Liquid Alternatives: Panacea, or Just a Pain?
For more than a decade, liquid-alternative funds in the US have underperformed broad indices tracking the equity and fixed income markets.
KEY TAKEAWAYS
- Liquid-alt investments claim they deliver higher potential returns and lower correlations to stocks and bonds—but have fallen short.
- From June 2006 to June 2022, they underperformed broad indices with higher volatility than fixed income.
- Investors seeking to increase expected returns and manage risk may do so more reliably using diversified stock and bond strategies.
In the face of broad equity and fixed income market downturns, some investors may be tempted by the siren call of alternatives. These investments may include liquid alternatives, or “liquid alts,” a subset of fund and ETF investments that offer easier-to-access exposure to alternative strategies while enticing investors with claims about higher potential returns and lower correlations to stocks and bonds.
Our data show that for more than a decade, liquid-alts funds in the US have underperformed broad indices tracking the equity and fixed income markets. And liquid alts may do little to diversify a portfolio composed of stocks and bonds, given that many hold a subset of these traditional asset classes.
As seen in Exhibit 1, the US liquid-alts space has grown steadily over the past 16 years, from roughly 20 funds in 2006 to more than 100 in 2022.
EXHIBIT 1
Alternative Reality
Number of liquid-alternative mutual funds in the US, June 2006–June 2022
The increasing popularity of liquid alts cannot be traced to strong fund performance. Exhibit 2 shows that the annualized return for these strategies trailed that of global stocks by 4.2 percentage points and global bonds by 1.7 percentage points from June 2006 to June 2022. Only against one-month US Treasury Bills did liquid alts manage to eke out a slight return advantage—but with 10 times higher volatility. Substantial costs for liquid alts were likely a factor in their disappointing performance: The category’s weighted average expense ratio was 1.6%, with average annual turnover of 187%.1
EXHIBIT 2
High and Dry
Performance and characteristics of liquid-alternative funds in the US vs. traditional stock and bond indices, June 2006–June 2022
We believe investments belong in an investor’s asset allocation when they satisfy one of two roles: increasing expected return or managing risk. We believe the performance of liquid alts doesn’t check the box for the former and that their ability to fulfill the latter is questionable. Fixed income investments are better suited for reducing return volatility than liquid alts, given the latter have had close to 50% more volatility than global bonds.

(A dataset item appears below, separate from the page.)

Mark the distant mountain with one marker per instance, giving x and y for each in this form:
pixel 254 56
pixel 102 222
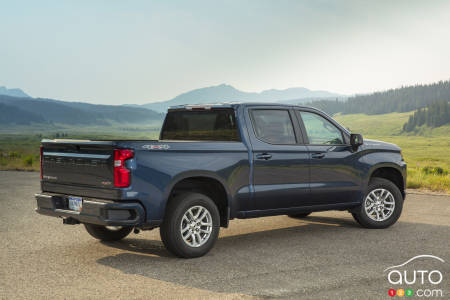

It’s also not clear liquid alts offer a diversification benefit. Diversification arises from broadening an investor's opportunity set. Many liquid-alternative strategies start from the same building blocks as global stock and bond markets, then deviate in their security selection and weighting, even shorting securities2 in their attempt to deliver positive returns that are uncorrelated to returns in stock and bond markets. But slicing and dicing the same set of securities doesn’t constitute expansion of the opportunity set, much like cutting my children’s pancakes in the shape of a dinosaur isn’t a culinary advancement.
What’s the Alternative?
Stock and bond markets are broadly diversified, offering investors exposure to tens of thousands of securities across more than 40 countries and different currencies. Unlike liquid-alt claims that fall short, stock and bond markets have a track record of increasing expected returns or managing risks. Liquid alternatives may look attractive when traditional asset classes are down, but over time an allocation to liquid alts may leave investors high and dry.
FOOTNOTES
Source: Morningstar Fund data
1 Source: Morningstar Fund data
2 A short position is the sale of a borrowed security. Short positions benefit if the borrowed security falls in value.
GLOSSARY
Market neutral: Market neutral portfolios seek income while maintaining low correlations to fluctuating market conditions. Market neutral portfolios typically hold 50% of net assets in long positions and 50% of net assets in short positions, seeking to deliver positive returns regardless of the market’s direction.
Long-short equity: Long-short equity portfolios hold both long and short positions in equities, exchange traded funds, and related derivatives, based on a macro outlook or bottom-up research. At least 75% of assets are in equity securities or derivatives.
Managed futures: Primarily trend-following, these price momentum strategies trade long and short futures, options, swaps, and foreign exchange contracts. These portfolios typically obtain exposure to a mix of global markets, including commodities, currencies, government bonds, interest rates, and equity indexes.